Raffles’ health continued to deteriorate. A year later he wrote that he spent two thirds of his time in “pain and annoyance, from the dreadful headaches [he was] doomed to suffer in this country, but the remaining third has been actively employed.” On his last visit to Singapore from October 1822 to June 1823, Raffles wrote to the Duchess of Somerset that he “had another attack in the head, which nearly proved fatal, and the doctors were for hurrying [him] on board ship for Europe without much ceremony.

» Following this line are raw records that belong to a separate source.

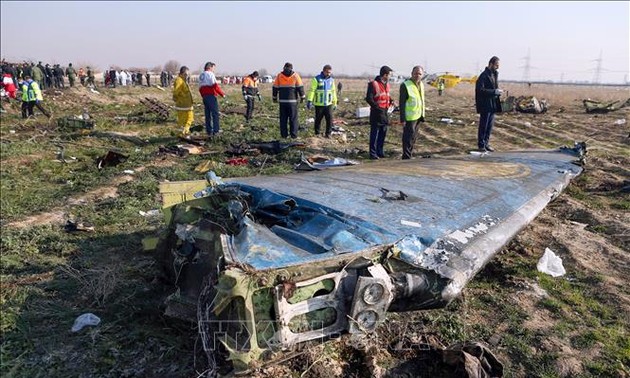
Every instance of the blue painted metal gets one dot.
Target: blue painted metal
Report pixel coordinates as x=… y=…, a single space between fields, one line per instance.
x=456 y=201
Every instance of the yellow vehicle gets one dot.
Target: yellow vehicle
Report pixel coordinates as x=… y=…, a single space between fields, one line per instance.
x=449 y=79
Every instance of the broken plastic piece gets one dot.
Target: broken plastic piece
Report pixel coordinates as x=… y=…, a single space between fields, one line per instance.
x=551 y=264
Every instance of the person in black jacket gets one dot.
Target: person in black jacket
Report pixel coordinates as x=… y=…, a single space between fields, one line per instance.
x=488 y=103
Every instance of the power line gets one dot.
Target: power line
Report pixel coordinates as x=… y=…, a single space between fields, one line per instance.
x=598 y=70
x=527 y=66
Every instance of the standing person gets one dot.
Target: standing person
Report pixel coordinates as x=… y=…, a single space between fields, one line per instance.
x=286 y=88
x=90 y=81
x=379 y=100
x=323 y=94
x=183 y=101
x=72 y=74
x=209 y=89
x=250 y=89
x=43 y=69
x=9 y=85
x=82 y=76
x=49 y=76
x=412 y=108
x=32 y=97
x=59 y=74
x=440 y=86
x=488 y=103
x=38 y=75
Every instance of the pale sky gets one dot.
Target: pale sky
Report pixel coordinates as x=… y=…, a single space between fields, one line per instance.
x=564 y=40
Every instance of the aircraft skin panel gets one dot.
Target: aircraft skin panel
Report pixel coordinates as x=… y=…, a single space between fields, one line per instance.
x=465 y=202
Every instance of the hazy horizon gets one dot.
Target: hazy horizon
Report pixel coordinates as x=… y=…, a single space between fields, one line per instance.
x=536 y=41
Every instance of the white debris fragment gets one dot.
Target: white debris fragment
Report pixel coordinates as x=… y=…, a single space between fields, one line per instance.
x=551 y=264
x=83 y=320
x=410 y=223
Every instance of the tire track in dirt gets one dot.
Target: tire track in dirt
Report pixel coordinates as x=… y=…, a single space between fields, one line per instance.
x=596 y=131
x=439 y=138
x=516 y=130
x=513 y=141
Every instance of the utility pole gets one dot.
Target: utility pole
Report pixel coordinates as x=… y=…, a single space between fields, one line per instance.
x=526 y=67
x=598 y=69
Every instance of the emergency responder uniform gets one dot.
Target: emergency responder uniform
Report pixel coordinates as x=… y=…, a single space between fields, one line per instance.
x=32 y=97
x=379 y=99
x=90 y=77
x=183 y=104
x=250 y=89
x=72 y=74
x=287 y=87
x=412 y=108
x=323 y=94
x=38 y=76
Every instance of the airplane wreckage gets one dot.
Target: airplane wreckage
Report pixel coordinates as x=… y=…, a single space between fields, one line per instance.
x=265 y=263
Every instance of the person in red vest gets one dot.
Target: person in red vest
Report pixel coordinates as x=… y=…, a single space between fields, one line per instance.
x=379 y=99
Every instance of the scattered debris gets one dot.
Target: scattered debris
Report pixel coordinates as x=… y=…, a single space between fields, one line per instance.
x=315 y=163
x=272 y=148
x=156 y=112
x=593 y=106
x=72 y=226
x=75 y=123
x=111 y=159
x=410 y=223
x=205 y=166
x=83 y=320
x=237 y=161
x=393 y=195
x=551 y=264
x=150 y=213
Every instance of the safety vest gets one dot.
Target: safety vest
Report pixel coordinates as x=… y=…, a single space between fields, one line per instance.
x=323 y=91
x=31 y=92
x=287 y=89
x=381 y=94
x=414 y=107
x=250 y=86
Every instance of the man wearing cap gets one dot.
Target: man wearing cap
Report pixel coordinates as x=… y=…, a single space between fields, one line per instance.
x=411 y=109
x=379 y=99
x=209 y=89
x=487 y=102
x=323 y=94
x=250 y=89
x=287 y=87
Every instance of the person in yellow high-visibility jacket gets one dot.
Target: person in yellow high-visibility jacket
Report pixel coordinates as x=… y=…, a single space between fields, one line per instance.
x=412 y=108
x=441 y=86
x=183 y=101
x=323 y=94
x=32 y=97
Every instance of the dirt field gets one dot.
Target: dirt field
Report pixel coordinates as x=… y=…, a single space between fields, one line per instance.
x=537 y=325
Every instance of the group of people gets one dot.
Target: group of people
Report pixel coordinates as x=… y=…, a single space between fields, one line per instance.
x=288 y=90
x=113 y=78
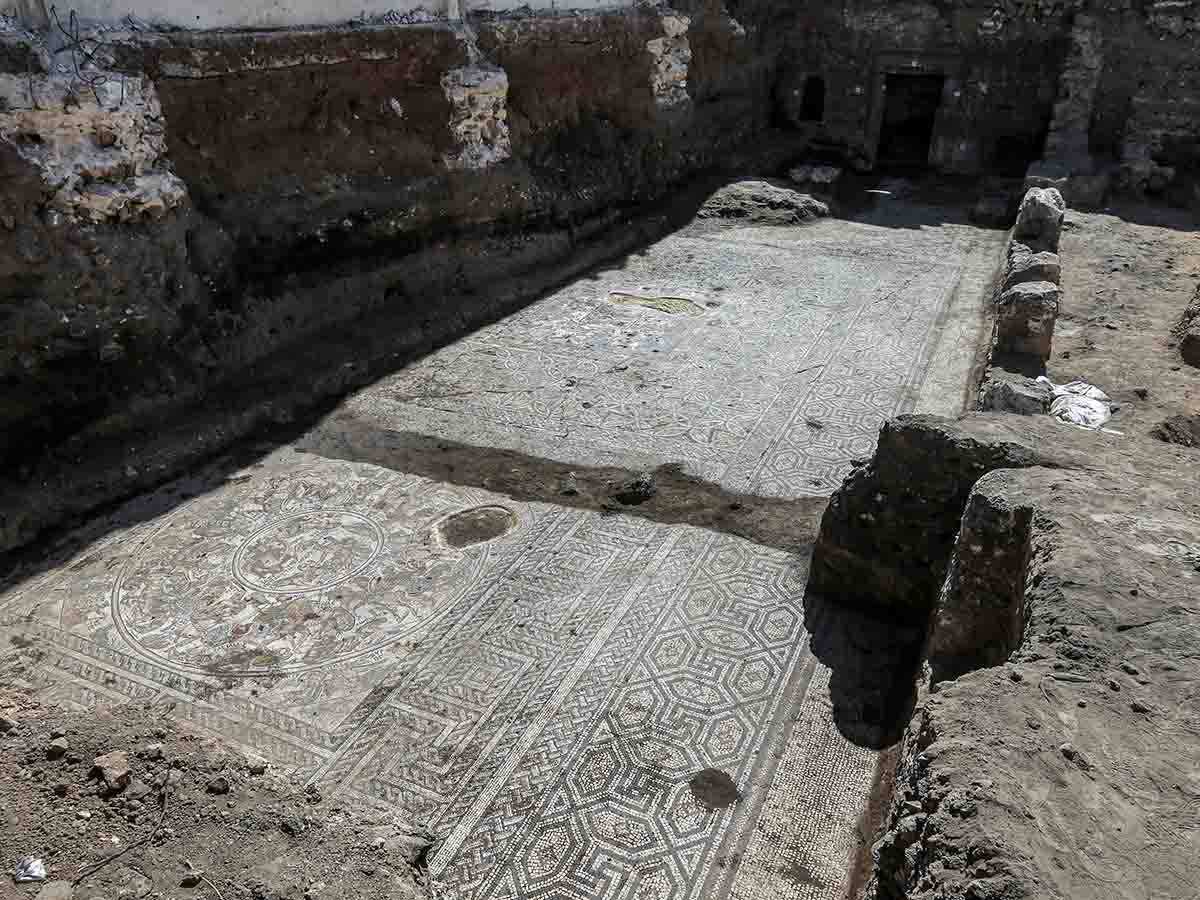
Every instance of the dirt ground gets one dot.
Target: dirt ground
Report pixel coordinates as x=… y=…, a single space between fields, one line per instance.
x=1127 y=275
x=174 y=815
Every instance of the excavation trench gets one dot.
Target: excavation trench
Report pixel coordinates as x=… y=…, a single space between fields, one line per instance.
x=544 y=588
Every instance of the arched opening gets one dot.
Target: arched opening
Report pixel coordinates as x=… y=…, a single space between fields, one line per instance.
x=813 y=101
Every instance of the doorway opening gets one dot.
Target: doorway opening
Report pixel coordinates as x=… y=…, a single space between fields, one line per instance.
x=909 y=115
x=813 y=102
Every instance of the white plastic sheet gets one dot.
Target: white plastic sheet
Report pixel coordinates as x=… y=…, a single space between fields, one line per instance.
x=29 y=869
x=1079 y=403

However, as [he] could not reconcile myself to become food for fishes, I preferred ascending the Hill [Fort Canning], where, if my bones must remain in the East, they would have the honour of mixing with the ashes of Malayan Kings; and the result has been that instead of dying, [he] almost recovered. [He had] build a very comfortable house [on Fort Canning] which is sufficient to accommodate his sister’s family as well as [his] own.” Raffles’ health, as expected, did not improve following his return to England (3-5).

These symptoms were likely to be due to the arterio-venous malformation, causing minor haemorrages or an ischaemic steal effect, causing headaches and irritability.

Fig 1 & 2 show the official bust and portrait of Sir Thomas Stamford Raffles with hair usually covering the right frontal brow. The prominence is quite suggestive. Fig 3 shows an illustration of the arterio-venous malformation of the brain as described, by Sir Everard Home.


This report gives a neurosurgical and neuropathological interpretation to Sir Thomas Stamford Raffles’ last days and the cause of his death, based on his biography and autopsy report.

That the founder of Singapore could have suffered such a condition and yet do all that he did makes him even more remarkable. 


  • Sir Thomas Stamford Raffles: Book of days, Singapore Publishers Antique of the Orient 1993.
  • J Hume-Adam, Leo W Duchen (eds): Greenfields’ Neuropathology 5th edition. Edward Arnold, 1992: 269-302Raffles – Minto Collection (ISEAS – Singapore).
  • GR Kayne & EH Johnson, India Office Library.Raffles Collection vol. 1-15, 1785-1825, University of Malaya, Kuala Lumpur.
  • Bastin, John, Sturgus 1927. Sir Thomas Stamford Raffles – Singapore National Museum 1994. Publ. National Museum, Singapore in conjunction with “Raffles Reviewed” exhibition from 29.1.1994 – 1.5.1994.

Note: Interesting read on some rare facts about Raffles that students might not learn even from textbooks in history. Upon his death, his country estate in Highwood, a north London property was sold for ten thousand pounds sterling, which was paid to the East India Company to settle his outstanding debts and his wish to be buried at St. Mary’s Church, was denied by the vicar, who objected to Raffles’ anti-slavery stance.